The restaurant is very casual with a rustic feel. The ceiling has exposed pipes, and an entire wall looks like a string of garage doors made of windows. Half of them are open to expose us to the warm, dry air. We sit down in a booth by the exposed area. I breathe in deeply, filling my lungs with unfamiliar smells of nature.
“What does New York City smell like?” Audrey asks.
“It depends,” I tell her. “Car exhaust. The sweat of other cultures. Garbage on hot summer mornings. Beer-soaked partiers.”
“None of that’s going to get me to vacation there…”
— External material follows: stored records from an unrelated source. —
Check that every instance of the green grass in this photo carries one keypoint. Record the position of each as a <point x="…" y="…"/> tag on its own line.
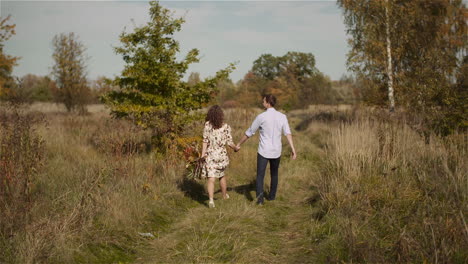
<point x="353" y="195"/>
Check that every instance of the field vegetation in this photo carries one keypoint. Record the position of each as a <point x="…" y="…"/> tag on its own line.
<point x="365" y="188"/>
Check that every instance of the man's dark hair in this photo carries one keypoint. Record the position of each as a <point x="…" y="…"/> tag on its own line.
<point x="215" y="116"/>
<point x="271" y="99"/>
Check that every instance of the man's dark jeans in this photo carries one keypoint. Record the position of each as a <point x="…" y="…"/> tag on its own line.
<point x="261" y="167"/>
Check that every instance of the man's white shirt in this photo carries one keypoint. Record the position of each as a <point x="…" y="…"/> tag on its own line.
<point x="271" y="124"/>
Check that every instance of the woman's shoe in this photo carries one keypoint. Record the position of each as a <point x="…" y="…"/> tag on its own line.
<point x="211" y="204"/>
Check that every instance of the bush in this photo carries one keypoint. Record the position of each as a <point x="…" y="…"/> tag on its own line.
<point x="21" y="156"/>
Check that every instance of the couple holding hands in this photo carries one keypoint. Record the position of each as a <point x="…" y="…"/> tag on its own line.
<point x="217" y="134"/>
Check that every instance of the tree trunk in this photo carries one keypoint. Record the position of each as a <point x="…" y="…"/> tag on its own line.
<point x="391" y="98"/>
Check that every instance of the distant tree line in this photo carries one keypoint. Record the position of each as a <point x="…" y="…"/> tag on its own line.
<point x="404" y="55"/>
<point x="411" y="55"/>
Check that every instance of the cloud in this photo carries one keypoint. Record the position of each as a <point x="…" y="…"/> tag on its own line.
<point x="224" y="32"/>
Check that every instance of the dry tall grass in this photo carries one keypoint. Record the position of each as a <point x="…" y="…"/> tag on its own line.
<point x="390" y="197"/>
<point x="364" y="191"/>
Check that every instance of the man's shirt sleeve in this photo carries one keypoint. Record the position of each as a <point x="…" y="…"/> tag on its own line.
<point x="286" y="129"/>
<point x="254" y="127"/>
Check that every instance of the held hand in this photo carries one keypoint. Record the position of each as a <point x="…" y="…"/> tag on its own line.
<point x="293" y="155"/>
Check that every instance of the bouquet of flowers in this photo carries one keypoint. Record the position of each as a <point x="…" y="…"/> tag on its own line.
<point x="196" y="166"/>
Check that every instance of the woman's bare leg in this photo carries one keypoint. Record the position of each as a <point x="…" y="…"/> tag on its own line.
<point x="210" y="187"/>
<point x="223" y="185"/>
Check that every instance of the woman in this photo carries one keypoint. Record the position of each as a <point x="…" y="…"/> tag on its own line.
<point x="216" y="135"/>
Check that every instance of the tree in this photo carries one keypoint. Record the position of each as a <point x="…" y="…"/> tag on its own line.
<point x="407" y="50"/>
<point x="7" y="62"/>
<point x="298" y="65"/>
<point x="152" y="92"/>
<point x="293" y="78"/>
<point x="266" y="66"/>
<point x="69" y="72"/>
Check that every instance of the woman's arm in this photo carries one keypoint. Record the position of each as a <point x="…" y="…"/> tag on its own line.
<point x="205" y="145"/>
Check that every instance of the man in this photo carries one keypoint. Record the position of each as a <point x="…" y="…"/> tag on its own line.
<point x="271" y="124"/>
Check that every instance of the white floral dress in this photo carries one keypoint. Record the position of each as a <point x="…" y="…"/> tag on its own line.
<point x="217" y="159"/>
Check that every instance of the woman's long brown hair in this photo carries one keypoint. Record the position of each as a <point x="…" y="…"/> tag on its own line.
<point x="215" y="116"/>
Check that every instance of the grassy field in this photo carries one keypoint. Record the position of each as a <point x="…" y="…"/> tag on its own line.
<point x="364" y="189"/>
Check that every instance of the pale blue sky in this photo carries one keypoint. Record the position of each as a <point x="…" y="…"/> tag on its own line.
<point x="223" y="31"/>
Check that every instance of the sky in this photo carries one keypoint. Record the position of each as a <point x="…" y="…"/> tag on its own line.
<point x="224" y="32"/>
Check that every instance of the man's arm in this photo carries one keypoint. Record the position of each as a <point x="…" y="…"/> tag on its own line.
<point x="290" y="141"/>
<point x="250" y="132"/>
<point x="287" y="133"/>
<point x="243" y="139"/>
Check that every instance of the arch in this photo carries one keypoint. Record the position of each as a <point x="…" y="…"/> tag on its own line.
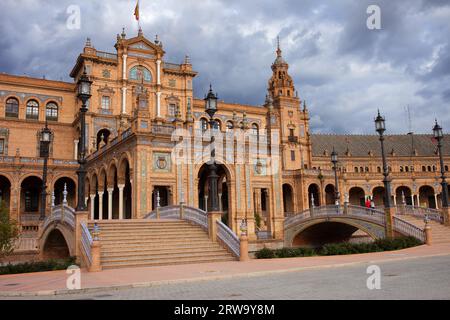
<point x="103" y="137"/>
<point x="378" y="196"/>
<point x="57" y="241"/>
<point x="32" y="109"/>
<point x="314" y="193"/>
<point x="5" y="191"/>
<point x="357" y="196"/>
<point x="51" y="111"/>
<point x="288" y="198"/>
<point x="58" y="189"/>
<point x="427" y="197"/>
<point x="321" y="233"/>
<point x="202" y="186"/>
<point x="330" y="194"/>
<point x="12" y="107"/>
<point x="139" y="72"/>
<point x="403" y="190"/>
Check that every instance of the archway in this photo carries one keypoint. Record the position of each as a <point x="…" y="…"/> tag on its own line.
<point x="323" y="233"/>
<point x="378" y="196"/>
<point x="357" y="196"/>
<point x="314" y="193"/>
<point x="102" y="138"/>
<point x="5" y="191"/>
<point x="402" y="190"/>
<point x="55" y="246"/>
<point x="58" y="189"/>
<point x="30" y="191"/>
<point x="288" y="198"/>
<point x="330" y="194"/>
<point x="224" y="178"/>
<point x="426" y="197"/>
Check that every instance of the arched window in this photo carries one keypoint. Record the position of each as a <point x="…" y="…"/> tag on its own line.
<point x="51" y="111"/>
<point x="229" y="126"/>
<point x="32" y="110"/>
<point x="203" y="124"/>
<point x="12" y="108"/>
<point x="139" y="72"/>
<point x="255" y="129"/>
<point x="106" y="102"/>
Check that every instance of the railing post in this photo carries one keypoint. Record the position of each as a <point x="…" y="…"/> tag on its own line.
<point x="428" y="237"/>
<point x="181" y="210"/>
<point x="213" y="216"/>
<point x="80" y="217"/>
<point x="95" y="251"/>
<point x="243" y="242"/>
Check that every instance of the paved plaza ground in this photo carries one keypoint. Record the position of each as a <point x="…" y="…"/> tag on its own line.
<point x="318" y="277"/>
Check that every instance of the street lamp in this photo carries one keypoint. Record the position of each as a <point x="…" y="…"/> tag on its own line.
<point x="438" y="135"/>
<point x="45" y="138"/>
<point x="84" y="93"/>
<point x="211" y="109"/>
<point x="334" y="160"/>
<point x="380" y="127"/>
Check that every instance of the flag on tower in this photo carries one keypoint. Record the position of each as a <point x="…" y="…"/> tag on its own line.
<point x="136" y="11"/>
“Hot dogs?” I continue, trying to be stereotypical before I get serious, thinking of the smells that I love about my city. “Hundreds of flowers lined up outside a local market. Italian food. Cuban food. Indian food. Every kind of food you ever imagined. Brisk winter, sometimes with the scent of burning wood mixed in. Rain. The smell of rain lingers, and there’s something soothing, cleansing about it. A woman’s perfume that produces nostalgia for memories you never even had.”
She raises her eye lids. I stare impolitely, but I can’t help it. “That was romantic.”
“What?”
“…nostalgia for memories you never even had.”
“I’m just describing what I’ve felt,” I explain with a smile. “But I’ll tell you, none of the burger joints smell as good as this one.”
“Surrre…”
“It’s, like, charred meat and fresh mountain air. It’s safe to say I’ve never smelled anything like this before.”
“I’m glad I could give you a new experience,” she says. “I was worried… you seem so worldly already.”